El tablero político dominicano se revoluciona: nuevos actores amenazan el duopolio tradicional
La carrera presidencial en República Dominicana ha dado un giro inesperado con la irrupción de dos figuras que desafían el dominio histórico del PRM y la Fuerza del Pueblo. Gonzalo Castillo, exministro y líder del PLD, y Santiago "Alofoke" Matías, influyente empresario digital vinculado al PRSC, han dinamitado el escenario electoral, abriendo la puerta a una posible segunda vuelta por primera vez en tres décadas.
Gonzalo Castillo reactiva al PLD
Tras una batalla legal que culminó el 10 de mayo con un fallo a su favor, Castillo ha revitalizado al Partido de la Liberación Dominicana, que parecía en declive. Su candidatura ha sumado apoyos clave, como el de Charlie Mariotti, quien renunció a sus aspiraciones para respaldarlo. Este movimiento ha desplazado a Francisco Javier García, hasta hace poco visto como el favorito interno. Analistas señalan que el PLD podría recuperar terreno en un escenario fragmentado.
Alofoke, el fenómeno viral que sacude al PRSC
Mientras, el Partido Reformista Social Cristiano, que apenas obtuvo un 1.78% de los votos en 2024, evalúa apostar por Santiago Matías, figura mediática con millones de seguidores. Federico Antún Batlle, presidente del PRSC, y el senador Ramón Rogelio Genao han respaldado públicamente la idea, argumentando que su perfil podría atraer votantes jóvenes y revitalizar la marca.
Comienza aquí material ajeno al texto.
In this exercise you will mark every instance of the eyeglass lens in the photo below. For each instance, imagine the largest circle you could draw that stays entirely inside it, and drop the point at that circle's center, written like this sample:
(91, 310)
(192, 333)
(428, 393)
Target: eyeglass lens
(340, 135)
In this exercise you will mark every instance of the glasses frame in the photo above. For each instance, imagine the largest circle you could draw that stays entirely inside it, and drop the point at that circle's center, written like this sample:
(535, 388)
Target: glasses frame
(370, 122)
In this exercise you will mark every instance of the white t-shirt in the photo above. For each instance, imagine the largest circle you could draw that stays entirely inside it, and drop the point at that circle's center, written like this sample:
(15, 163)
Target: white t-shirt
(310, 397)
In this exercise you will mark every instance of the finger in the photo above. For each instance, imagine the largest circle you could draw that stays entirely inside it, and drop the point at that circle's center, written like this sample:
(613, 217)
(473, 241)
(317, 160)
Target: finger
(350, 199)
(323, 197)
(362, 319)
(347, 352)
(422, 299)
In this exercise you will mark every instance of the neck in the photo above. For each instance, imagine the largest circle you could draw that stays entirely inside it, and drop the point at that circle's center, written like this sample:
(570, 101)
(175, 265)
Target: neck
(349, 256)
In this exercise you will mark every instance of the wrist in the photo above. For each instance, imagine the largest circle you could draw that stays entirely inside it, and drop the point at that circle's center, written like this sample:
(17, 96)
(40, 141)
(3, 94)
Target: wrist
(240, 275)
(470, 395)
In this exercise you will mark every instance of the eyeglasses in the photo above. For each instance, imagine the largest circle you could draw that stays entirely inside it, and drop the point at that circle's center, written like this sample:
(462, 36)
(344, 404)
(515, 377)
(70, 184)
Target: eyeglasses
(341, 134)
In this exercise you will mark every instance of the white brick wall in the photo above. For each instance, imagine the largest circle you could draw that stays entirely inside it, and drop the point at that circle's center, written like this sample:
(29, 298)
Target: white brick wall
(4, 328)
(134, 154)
La propuesta, sin embargo, divide aguas: mientras sus seguidores celebran la modernización, críticos cuestionan su falta de experiencia política.
¿Hacia una elección histórica?
Expertos advierten que esta fragmentación podría obligar a una segunda vuelta, algo no visto desde 1994. El PRM, liderado por el presidente Luis Abinader, y la Fuerza del Pueblo, de Leonel Fernández, ya no tienen el campo libre. Con menos de dos años para las elecciones, el panorama se redefine día a día, y los partidos tradicionales enfrentan un dilema: adaptarse o arriesgarse a perder relevancia.
La próxima semana, ambas organizaciones anunciarán decisiones clave que podrían consolidar o descartar estas candidaturas disruptivas. Lo que es seguro es que la política dominicana ya no será la misma.